Spoilers for Amazing Spider-Man #614 below:
Over the years, Peter Parker's photography job has become an iconic, defining aspect of the Spider-Man mythos, but what happens in a day and age when anyone can take Parker-quality photos with a cell phone, and real-life newspapers are facing extinction?
For whatever reason, the Spider-writers have definitively moved away from the newsroom milieu in Amazing Spider-Man #614, where an amped-up Electro destroyed the DB building during his attempt to blackmail Dexter Bennett. Spider-Man, Bennett and J. Jonah Jameson were all in the building when it came tumbling down, and Bennett was critically injured. The Daily Bugle status quo has been in turmoil since the beginning of “Brand New Day”, when Jameson lost control of the Bugle, and things moved even further from the norm with JJJ’s surprise election as Mayor of New York, now this would appear to nail shut the coffin.
For longtime readers, Jonah’s mayoral win was surprising, but blunted by the assumption that at some point, everything would revert to normal, as they tend to in comics. Comic readers have been trained to expect a reversion to the status quo after drastic changes, and all things being otherwise equal, Jonah would most likely soon be back at the Bugle, screaming at Peter about needing pix for his latest Spider-Man Menace article. In this particular case, however, real world events may provide the finality that fiction usually won't. Newspapers ain't healthy, folks.





7 comments:
How long will it be before DC does the same thing with the Daily Planet?
Meh, it makes no difference. Whenever the next movie/cartoon/video game comes out, it will be business as usual. Jolly J. Jonah will be back at the Bugle, and then, if it proves popular enough, the comics will back-peddle to get things back to the status quo. Also; man, is that some hum-drum art!

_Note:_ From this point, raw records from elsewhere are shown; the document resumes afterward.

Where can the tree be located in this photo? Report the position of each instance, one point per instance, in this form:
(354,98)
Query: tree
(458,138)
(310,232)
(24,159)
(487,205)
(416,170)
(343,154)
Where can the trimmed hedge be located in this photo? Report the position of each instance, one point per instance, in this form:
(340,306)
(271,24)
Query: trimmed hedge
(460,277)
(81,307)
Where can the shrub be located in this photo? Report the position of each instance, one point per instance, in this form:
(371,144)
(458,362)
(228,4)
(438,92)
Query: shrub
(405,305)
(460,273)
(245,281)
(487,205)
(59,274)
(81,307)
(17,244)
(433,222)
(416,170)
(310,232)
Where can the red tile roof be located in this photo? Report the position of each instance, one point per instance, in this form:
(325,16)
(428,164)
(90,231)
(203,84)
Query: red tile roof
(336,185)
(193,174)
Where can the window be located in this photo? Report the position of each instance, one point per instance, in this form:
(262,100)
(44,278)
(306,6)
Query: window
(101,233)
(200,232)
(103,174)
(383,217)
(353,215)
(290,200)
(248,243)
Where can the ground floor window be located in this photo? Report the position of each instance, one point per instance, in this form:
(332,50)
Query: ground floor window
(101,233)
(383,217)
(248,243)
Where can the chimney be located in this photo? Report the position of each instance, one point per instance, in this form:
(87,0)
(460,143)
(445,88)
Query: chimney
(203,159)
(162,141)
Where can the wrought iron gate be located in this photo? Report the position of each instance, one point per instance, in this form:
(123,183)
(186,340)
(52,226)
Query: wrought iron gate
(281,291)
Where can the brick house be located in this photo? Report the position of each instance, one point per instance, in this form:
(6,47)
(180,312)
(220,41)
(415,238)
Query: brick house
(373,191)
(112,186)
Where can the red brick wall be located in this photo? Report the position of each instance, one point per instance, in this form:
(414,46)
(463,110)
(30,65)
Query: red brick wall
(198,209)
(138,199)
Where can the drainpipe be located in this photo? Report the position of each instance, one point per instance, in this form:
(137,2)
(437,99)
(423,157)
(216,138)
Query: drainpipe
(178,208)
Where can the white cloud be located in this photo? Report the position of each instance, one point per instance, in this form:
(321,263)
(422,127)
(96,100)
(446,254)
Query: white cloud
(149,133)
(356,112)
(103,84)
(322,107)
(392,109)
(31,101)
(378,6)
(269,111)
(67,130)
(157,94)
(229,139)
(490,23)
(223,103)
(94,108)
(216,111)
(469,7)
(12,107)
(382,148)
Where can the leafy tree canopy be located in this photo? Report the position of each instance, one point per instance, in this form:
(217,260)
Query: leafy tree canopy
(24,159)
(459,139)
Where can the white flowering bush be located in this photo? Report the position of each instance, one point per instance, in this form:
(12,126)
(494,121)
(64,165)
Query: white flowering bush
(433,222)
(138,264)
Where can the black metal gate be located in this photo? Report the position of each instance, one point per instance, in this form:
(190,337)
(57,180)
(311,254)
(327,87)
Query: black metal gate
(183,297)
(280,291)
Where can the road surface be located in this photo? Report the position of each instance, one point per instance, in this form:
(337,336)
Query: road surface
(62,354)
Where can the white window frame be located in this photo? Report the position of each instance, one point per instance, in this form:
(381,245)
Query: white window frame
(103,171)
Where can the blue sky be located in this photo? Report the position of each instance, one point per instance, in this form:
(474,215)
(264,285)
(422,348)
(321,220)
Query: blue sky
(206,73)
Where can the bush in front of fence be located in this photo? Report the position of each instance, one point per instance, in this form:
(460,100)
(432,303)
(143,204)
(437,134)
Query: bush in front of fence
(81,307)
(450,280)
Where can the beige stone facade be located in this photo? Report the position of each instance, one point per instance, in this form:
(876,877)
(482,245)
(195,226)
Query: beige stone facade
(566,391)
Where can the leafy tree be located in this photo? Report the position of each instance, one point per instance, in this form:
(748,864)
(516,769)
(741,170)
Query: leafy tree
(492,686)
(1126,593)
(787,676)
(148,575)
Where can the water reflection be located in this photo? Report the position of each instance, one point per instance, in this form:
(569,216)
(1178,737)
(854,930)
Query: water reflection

Not to mention the fact that Kraven is dead and Mysterio would have to grind levels till the cows come home before he's anything more than a headache.
MetFanMac:
I almost addressed that in this very article, but decided not to "muddy the waters"; since you bring it up, though, here's what I wrote:
"Meanwhile, over at the DC Universe, the Daily Planet continues to operate with occasional nods to difficult times, and DC has announced plans to produce yet another new origin of Superman with Superman: Earth One. The series promises to give Superman an Ultimate-style re-launch in the present day, yet will bring Clark Kent to Metropolis to work at the Daily Planet newspaper. It sounds like the Planet will be presented as a newspaper in decline, revived by Superman’s appearance, which seems a bit iffy to me. I can understand trying to keep things in line with the classic, but it seems to me a modern restart may as well go the full mile and have Kent work at a website or a cable TV news network. Hopefully, in a couple of years, the Newspaper industry will have fully recovered, and this whole article will seem as quaint as a Y2K scare piece, but as it stands, Clark may want to brush up his resume."
Nicely written, sah.
Well, there was a time when Clark Kent became a TV news anchor. That didn't last, though.
But man, the sartorial splendor when Clark was on TV! The Swanderson art of the period was awesome, also.